Investire sui campioni dell’e-mobility con sei premi fissi

Sei premi mensili incondizionati da 1,75 euro e livello barriera al 60%. Possibilità di rimborso anticipato già dal sesto mese ed effetto memoria dal settimo. Sono queste le caratteristiche principali del certificato 6 Premi Fissi Memory Cash Collect ISIN NLBNPIT13D89 su basket composto da Tesla, Nio e Volkswagen.


Memory Cash Collect su worst of: NIO, TESLA, VOLKSWAGEN

ISIN NLBNPIT13D89
Premio 1,75 %
Barriera 60 %
Scadenza 30.07.24
Scopri di più

La strada ormai è stata segnata: per la mobilità, la politica mondiale e i costruttori di automobili hanno deciso di investire sulle vetture elettriche. Settore che di fatto entra a buon diritto tra i megatrend principali legati alla transizione green. Questo lo dimostrano sia i mercati finanziari, che premiano il comparto, sia i dati relativi alle prospettive di business.
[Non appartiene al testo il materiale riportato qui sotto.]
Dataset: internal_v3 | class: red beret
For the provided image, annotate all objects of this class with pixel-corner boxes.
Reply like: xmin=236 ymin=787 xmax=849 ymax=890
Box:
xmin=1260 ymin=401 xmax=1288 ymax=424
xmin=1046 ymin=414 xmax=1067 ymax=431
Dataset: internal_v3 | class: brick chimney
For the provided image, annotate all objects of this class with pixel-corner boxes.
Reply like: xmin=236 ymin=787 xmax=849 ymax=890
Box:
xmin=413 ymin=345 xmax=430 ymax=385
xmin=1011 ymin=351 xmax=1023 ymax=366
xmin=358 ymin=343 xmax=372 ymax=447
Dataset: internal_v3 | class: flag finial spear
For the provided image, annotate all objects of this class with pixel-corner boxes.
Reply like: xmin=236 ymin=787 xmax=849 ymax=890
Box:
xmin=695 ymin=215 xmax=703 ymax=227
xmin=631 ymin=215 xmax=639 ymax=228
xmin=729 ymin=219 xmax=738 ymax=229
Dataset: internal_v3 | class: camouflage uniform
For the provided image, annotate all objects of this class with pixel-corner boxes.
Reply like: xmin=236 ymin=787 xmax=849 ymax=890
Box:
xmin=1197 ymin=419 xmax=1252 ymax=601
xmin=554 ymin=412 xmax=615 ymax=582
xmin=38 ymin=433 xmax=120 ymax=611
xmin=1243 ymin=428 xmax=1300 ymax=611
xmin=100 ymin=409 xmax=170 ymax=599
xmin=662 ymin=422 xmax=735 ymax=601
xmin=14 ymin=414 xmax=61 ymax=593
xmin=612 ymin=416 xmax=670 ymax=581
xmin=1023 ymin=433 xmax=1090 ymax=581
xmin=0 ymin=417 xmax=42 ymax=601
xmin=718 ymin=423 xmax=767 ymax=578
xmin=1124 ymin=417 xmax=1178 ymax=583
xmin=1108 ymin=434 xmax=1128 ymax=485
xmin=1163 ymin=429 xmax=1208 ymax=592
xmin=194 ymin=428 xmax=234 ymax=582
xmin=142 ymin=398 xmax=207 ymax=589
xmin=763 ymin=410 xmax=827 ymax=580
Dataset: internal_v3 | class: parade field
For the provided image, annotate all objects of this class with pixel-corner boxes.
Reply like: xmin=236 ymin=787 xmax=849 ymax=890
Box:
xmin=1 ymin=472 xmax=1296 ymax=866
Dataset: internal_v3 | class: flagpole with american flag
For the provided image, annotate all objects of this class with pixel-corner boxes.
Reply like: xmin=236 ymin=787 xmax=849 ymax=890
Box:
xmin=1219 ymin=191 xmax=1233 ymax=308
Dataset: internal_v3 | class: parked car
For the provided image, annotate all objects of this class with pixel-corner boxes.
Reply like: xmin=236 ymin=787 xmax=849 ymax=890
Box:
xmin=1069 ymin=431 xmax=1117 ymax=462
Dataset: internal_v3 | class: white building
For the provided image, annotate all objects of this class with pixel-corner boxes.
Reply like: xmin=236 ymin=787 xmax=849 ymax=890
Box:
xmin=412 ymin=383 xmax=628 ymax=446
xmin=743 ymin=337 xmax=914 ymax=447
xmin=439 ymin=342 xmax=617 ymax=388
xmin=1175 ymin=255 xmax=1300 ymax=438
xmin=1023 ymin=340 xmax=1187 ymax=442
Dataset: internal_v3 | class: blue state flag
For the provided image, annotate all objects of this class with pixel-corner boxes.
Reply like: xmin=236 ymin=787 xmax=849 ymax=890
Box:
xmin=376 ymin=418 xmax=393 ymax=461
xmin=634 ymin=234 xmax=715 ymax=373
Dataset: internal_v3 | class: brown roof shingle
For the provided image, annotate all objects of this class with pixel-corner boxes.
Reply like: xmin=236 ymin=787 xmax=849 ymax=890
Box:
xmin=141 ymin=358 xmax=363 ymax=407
Infatti, l’indice benchmark di riferimento, lo STOXX Global Electric Vehicles & Driving Technology NET Index, ha guadagnato il 67% a dodici mesi, sovraperformato del 32% il Nasdaq 100. Anche i titoli del comparto hanno fatto molto bene, soprattutto nel 2020, mentre per molti il 2021 è stato caratterizzato da una fase fisiologica di correzione.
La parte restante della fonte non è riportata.